20 febrero, 2014

Otoño, fresno y rosas

Casi tenía todo ideado, preparado en su mente; proyectado igual que una película, desde el comienzo, hasta el final. El sol saldría brillante y el mar calmado, lleno vida; daba igual que fuera el mar Caspio; o mar de Aral o cualquier otro. Habría solomillo con naranja; fresas y nata en cuencos de cristal labrado; habrían risas, alborotos; globos en ramilletes en cada esquina de la casa. Se habría esmerado en limpiar aquellos jarrones para que los tallos de las rosas se vieran hermosos igual que capullos amarillos, que, durante la noche desplegarían sus pequeñas alas; capa tras capa brotarían rosas tan bellas como las señoras cuando tienden sus sábanas a primera hora del día. En los pomos de las puertas se reflejaría la luz de un sol, con todos sus dedos dentro de la casa; Ella misma iría a la compra, y las flores las recogería a la vuelta, y ese día no sentiría la angustia de conducir, no le importaría recorrer unas cuantas calles más arriba o, abajo, o atravesar el puente lleno de automóviles feroces. Sabría justo la medida y la cantidad de harina que llevaría el bizcocho de chocolate, adornado con cerezas. El vestido un poco ajustado le vendría bien; el mismo vestido, que había permanecido algún tiempo en el ropero en silencio, adormecido por los dos o tres años de clausura.

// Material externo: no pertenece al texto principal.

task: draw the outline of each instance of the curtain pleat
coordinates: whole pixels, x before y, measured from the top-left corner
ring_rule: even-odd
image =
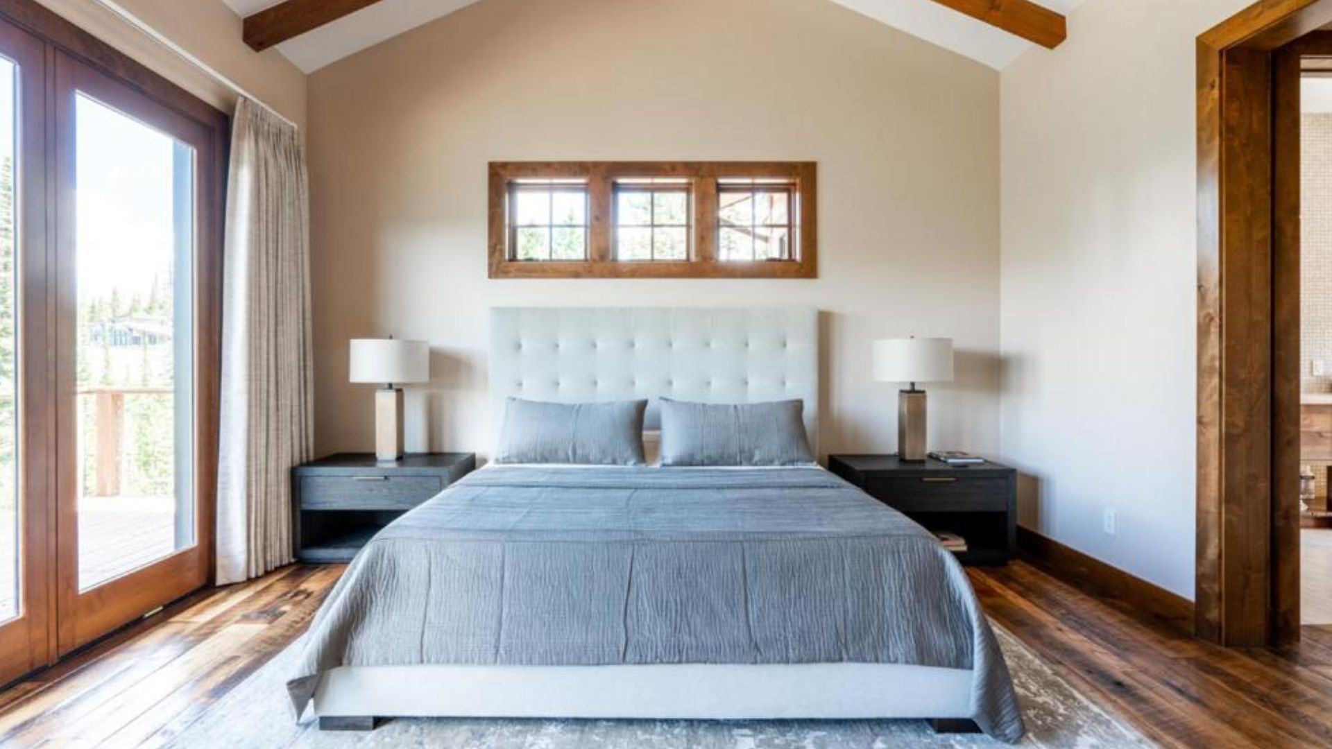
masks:
[[[222,280],[217,582],[290,562],[290,469],[314,449],[309,177],[297,129],[241,99]]]

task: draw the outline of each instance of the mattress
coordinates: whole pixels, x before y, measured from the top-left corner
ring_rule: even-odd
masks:
[[[288,689],[301,712],[332,669],[416,664],[968,669],[972,720],[1023,730],[952,554],[817,468],[474,472],[362,549]]]

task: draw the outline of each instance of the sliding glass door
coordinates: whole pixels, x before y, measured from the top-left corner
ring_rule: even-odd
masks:
[[[23,27],[0,7],[0,684],[212,573],[226,136],[19,7]]]
[[[56,57],[60,650],[201,586],[202,125]]]
[[[0,681],[53,654],[47,61],[0,23]]]

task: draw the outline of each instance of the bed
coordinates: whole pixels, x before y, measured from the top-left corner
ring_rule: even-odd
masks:
[[[497,409],[514,394],[795,397],[818,434],[814,311],[497,309],[490,349]],[[658,418],[649,406],[646,426]],[[817,466],[477,470],[357,556],[288,690],[328,728],[932,718],[1023,732],[962,568]]]

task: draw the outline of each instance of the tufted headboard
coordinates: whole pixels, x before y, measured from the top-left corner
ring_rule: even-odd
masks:
[[[657,398],[805,401],[818,454],[819,325],[809,308],[562,308],[490,311],[496,432],[509,396],[555,402]]]

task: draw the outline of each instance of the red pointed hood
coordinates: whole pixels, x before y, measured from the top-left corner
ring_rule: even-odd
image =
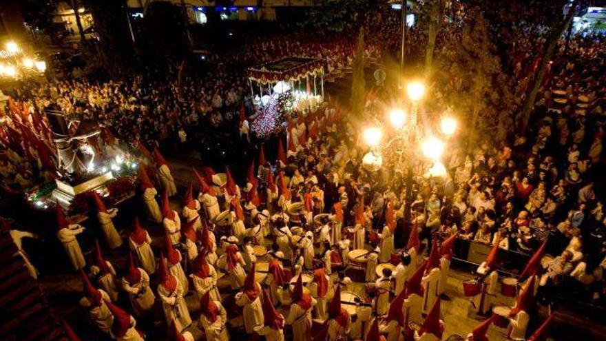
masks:
[[[280,194],[284,197],[286,200],[291,200],[291,190],[286,186],[286,182],[284,180],[284,175],[282,172],[278,173],[278,180],[280,181]]]
[[[357,206],[355,208],[355,223],[364,225],[366,218],[364,217],[364,196],[360,196],[357,200]]]
[[[541,247],[534,252],[534,254],[532,255],[532,257],[528,260],[528,262],[526,263],[526,267],[524,267],[524,270],[522,271],[520,277],[518,278],[519,282],[523,282],[527,278],[528,276],[534,273],[534,272],[539,269],[539,267],[541,266],[541,259],[543,258],[543,254],[545,253],[545,248],[546,246],[547,240],[543,242]]]
[[[412,273],[408,282],[406,282],[406,298],[413,293],[423,297],[424,290],[423,286],[421,285],[421,280],[423,280],[423,275],[425,273],[425,268],[426,267],[427,261],[425,261],[422,265],[417,269],[417,271],[415,271],[415,273]]]
[[[387,322],[396,320],[400,326],[405,326],[404,313],[402,311],[402,305],[404,304],[404,300],[406,298],[406,290],[402,290],[400,293],[391,301],[389,304],[389,310],[387,312],[387,318],[385,320]]]
[[[288,165],[286,160],[286,154],[284,149],[284,145],[282,143],[282,138],[278,140],[278,159],[282,163],[282,167]]]
[[[61,208],[59,203],[55,206],[55,213],[56,214],[57,229],[69,229],[70,223],[67,223],[67,219],[65,218],[65,214],[63,213],[63,209]]]
[[[255,263],[253,262],[251,270],[244,280],[244,287],[242,287],[242,291],[251,302],[256,300],[259,297],[259,294],[261,293],[261,290],[255,280]]]
[[[459,232],[457,232],[442,242],[442,244],[440,245],[441,257],[444,257],[448,259],[450,259],[450,258],[452,257],[452,247],[454,245],[454,242],[457,241],[457,237],[458,236]]]
[[[532,307],[534,304],[534,278],[535,277],[533,276],[530,278],[530,280],[526,283],[526,286],[518,296],[516,306],[510,311],[510,316],[515,316],[520,311],[528,313],[528,311]]]
[[[489,341],[486,333],[488,332],[488,328],[490,327],[490,324],[492,324],[496,318],[497,316],[492,314],[490,318],[474,328],[474,330],[471,332],[474,337],[474,341]]]
[[[139,165],[139,179],[141,181],[141,188],[145,191],[148,188],[154,188],[154,184],[149,180],[149,176],[147,175],[147,168],[145,165]]]
[[[541,324],[541,327],[539,327],[536,331],[534,331],[534,333],[532,333],[532,335],[530,338],[528,338],[527,341],[539,341],[539,340],[542,340],[543,334],[545,333],[545,331],[552,322],[552,320],[553,320],[554,316],[555,316],[555,314],[554,313],[552,313],[551,315],[550,315],[549,317],[547,318],[547,320],[545,320]]]
[[[170,209],[170,201],[168,198],[168,189],[165,189],[164,196],[162,198],[162,215],[171,220],[175,220],[175,212]]]
[[[164,254],[171,265],[176,265],[179,262],[180,254],[175,249],[166,229],[164,230]]]
[[[275,311],[273,307],[273,302],[271,301],[271,296],[267,291],[267,289],[263,289],[263,302],[262,302],[263,308],[263,320],[264,324],[273,328],[275,330],[280,330],[284,327],[284,316]]]
[[[217,304],[211,300],[210,290],[207,290],[202,298],[200,299],[200,309],[202,314],[211,322],[211,323],[217,320],[217,316],[219,315],[219,308]]]
[[[103,296],[101,296],[101,293],[98,290],[92,286],[90,280],[88,279],[88,276],[86,276],[86,273],[81,269],[80,269],[80,277],[82,278],[84,296],[88,298],[88,300],[90,301],[92,305],[101,305]]]
[[[271,170],[267,172],[267,189],[272,193],[278,192],[278,186],[275,185],[275,180],[273,179],[273,173]]]
[[[440,267],[440,254],[438,250],[438,241],[436,238],[433,238],[431,243],[431,252],[429,253],[429,258],[427,259],[427,267],[425,272],[429,273],[429,271],[435,268]]]
[[[140,245],[147,241],[147,231],[141,227],[141,225],[139,223],[139,217],[136,216],[135,216],[135,222],[133,224],[129,236],[138,245]]]
[[[488,256],[486,256],[486,264],[485,267],[487,269],[494,270],[495,266],[497,265],[497,256],[499,254],[499,243],[501,242],[501,238],[499,238],[497,240],[497,242],[492,245],[492,249],[490,249],[490,252],[488,254]]]
[[[433,307],[425,318],[423,325],[419,331],[419,335],[423,335],[425,333],[433,334],[438,338],[442,340],[442,334],[444,333],[444,326],[441,320],[440,320],[440,298],[438,298],[434,303]]]
[[[385,337],[379,333],[379,318],[375,318],[364,341],[385,341]]]
[[[168,341],[186,341],[185,337],[177,328],[174,319],[171,321],[171,325],[168,329]]]
[[[158,263],[158,270],[156,273],[160,278],[160,284],[166,288],[169,293],[174,291],[177,287],[177,279],[168,272],[166,267],[166,262],[164,260],[164,254],[160,251],[160,260]]]
[[[118,338],[124,336],[131,327],[130,315],[107,300],[104,299],[103,300],[105,301],[105,304],[107,306],[107,308],[109,308],[112,315],[114,316],[114,324],[112,325],[112,331],[115,336]]]
[[[421,240],[419,239],[419,228],[417,227],[416,223],[412,224],[410,228],[410,234],[408,235],[408,241],[406,242],[406,251],[413,247],[417,253],[421,248]]]
[[[205,255],[198,254],[198,256],[194,260],[194,266],[192,267],[194,274],[200,278],[206,278],[210,276],[210,266],[206,260]]]
[[[264,166],[267,165],[267,161],[265,159],[265,150],[263,148],[263,145],[261,145],[261,147],[259,148],[259,165]]]
[[[164,165],[166,165],[167,167],[168,167],[168,163],[166,162],[164,156],[163,156],[162,154],[160,154],[160,150],[158,149],[158,147],[156,147],[154,149],[154,158],[156,159],[156,166],[158,168],[160,168]]]
[[[135,266],[135,261],[133,258],[132,254],[128,253],[128,272],[124,276],[124,278],[131,284],[131,285],[138,283],[141,281],[141,271]]]
[[[198,219],[200,219],[200,216],[181,225],[181,234],[194,243],[197,238],[196,238],[196,231],[194,229],[194,224],[195,224]]]
[[[71,326],[67,324],[67,321],[62,318],[61,323],[63,324],[63,329],[65,330],[65,336],[67,337],[68,341],[81,341],[82,339],[76,335],[76,333],[74,332],[74,329],[72,329]]]
[[[105,204],[103,203],[103,200],[101,200],[99,194],[95,191],[91,191],[90,195],[92,196],[92,200],[94,202],[95,207],[97,208],[97,211],[107,213],[107,207],[105,207]]]
[[[109,267],[107,266],[107,262],[103,258],[103,254],[101,252],[101,247],[99,246],[98,240],[95,240],[95,261],[96,266],[101,270],[103,274],[110,273]]]
[[[207,193],[211,196],[215,195],[215,190],[211,188],[208,184],[206,183],[206,180],[200,176],[200,174],[194,168],[194,173],[196,174],[196,178],[198,178],[198,184],[200,185],[200,192],[202,193]]]
[[[189,183],[189,185],[187,187],[187,191],[185,192],[185,196],[184,198],[185,205],[187,206],[187,208],[189,209],[196,209],[196,201],[194,200],[193,193],[194,185],[191,185],[191,183]]]
[[[227,179],[225,183],[225,189],[227,189],[227,193],[230,196],[236,195],[237,191],[236,181],[233,180],[233,177],[231,176],[231,172],[229,172],[229,167],[227,166],[225,166],[225,177]]]
[[[328,292],[328,280],[326,280],[326,273],[324,268],[313,271],[313,282],[317,286],[317,297],[326,296],[326,293]]]
[[[255,161],[251,161],[251,165],[247,171],[247,183],[254,184],[257,182],[257,177],[255,176]]]

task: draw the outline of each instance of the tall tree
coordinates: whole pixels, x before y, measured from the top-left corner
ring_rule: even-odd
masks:
[[[74,17],[76,18],[76,25],[78,26],[78,34],[80,34],[80,41],[82,43],[84,43],[86,41],[86,37],[84,34],[84,28],[82,26],[82,19],[80,17],[80,12],[78,10],[80,9],[80,3],[78,2],[78,0],[71,0],[70,6],[72,7],[72,10],[74,11]]]
[[[362,114],[364,107],[364,29],[360,28],[357,37],[357,48],[353,60],[351,81],[351,112],[357,117]]]
[[[541,60],[541,65],[534,77],[532,89],[526,98],[524,106],[520,112],[519,116],[521,118],[521,127],[525,132],[528,128],[528,122],[530,121],[530,114],[534,109],[536,95],[539,94],[539,90],[543,85],[543,80],[545,78],[547,65],[554,56],[554,52],[555,51],[556,46],[558,45],[558,41],[560,40],[562,35],[566,31],[566,28],[572,21],[572,17],[574,17],[574,13],[580,3],[581,0],[574,0],[571,4],[566,15],[556,15],[556,21],[552,25],[550,34],[547,36],[547,41],[543,46],[544,50]]]

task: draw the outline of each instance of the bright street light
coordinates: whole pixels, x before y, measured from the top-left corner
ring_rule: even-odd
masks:
[[[406,121],[406,113],[401,109],[394,109],[389,112],[389,121],[396,129],[400,129],[404,125]]]
[[[14,53],[19,51],[19,45],[14,41],[9,41],[6,43],[6,50],[10,53]]]
[[[423,98],[425,94],[425,84],[419,81],[410,82],[406,86],[408,92],[408,97],[412,101],[417,102]]]
[[[423,155],[432,160],[437,160],[444,152],[444,143],[435,137],[429,137],[421,145]]]
[[[23,59],[23,66],[28,68],[32,68],[34,67],[34,61],[32,60],[31,58],[24,58]]]
[[[452,117],[444,117],[440,123],[440,129],[442,133],[447,136],[451,136],[457,130],[457,120]]]
[[[370,147],[376,147],[379,145],[382,136],[383,132],[377,127],[369,127],[364,130],[364,141]]]

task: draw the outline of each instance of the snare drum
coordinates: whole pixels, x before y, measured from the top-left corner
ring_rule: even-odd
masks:
[[[368,262],[368,250],[356,249],[351,250],[347,254],[347,259],[349,260],[349,265],[358,269],[366,269],[366,263]]]
[[[378,277],[381,277],[383,276],[383,269],[389,269],[391,270],[391,272],[395,269],[395,265],[391,263],[381,263],[379,265],[377,265],[377,269],[375,270],[375,272],[377,273],[377,276]]]
[[[267,248],[262,245],[253,245],[253,252],[257,257],[265,257],[267,254]]]
[[[494,325],[499,328],[507,328],[509,325],[509,312],[511,308],[499,305],[492,308],[492,313],[497,317],[494,318]]]
[[[518,285],[518,280],[513,277],[508,277],[503,280],[501,284],[501,293],[505,297],[516,297],[516,287]]]
[[[341,307],[349,313],[351,316],[356,315],[356,300],[360,302],[360,297],[357,295],[349,291],[341,293]]]
[[[298,279],[299,275],[291,278],[291,285],[289,287],[291,289],[291,293],[295,290],[295,285],[297,284],[297,280]],[[303,273],[301,275],[301,280],[303,282],[303,293],[309,293],[309,289],[307,288],[307,285],[313,281],[313,276]]]
[[[477,280],[466,280],[463,282],[463,293],[466,297],[475,296],[482,292],[482,283]]]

Todo permanecía en su cabeza, y podía ser tan hermoso, igual que en otras épocas. “Nada será, nada pasará” , repitió tantas veces, una y otra vez; el torbellino de ideas se disolvió junto con la euforia que había brotado de ella; el jardín la rodeaba, la banqueta al lado del olmo; sus ojos llenos de una lluvia transparente; sus manos reposaban una encima de la otra.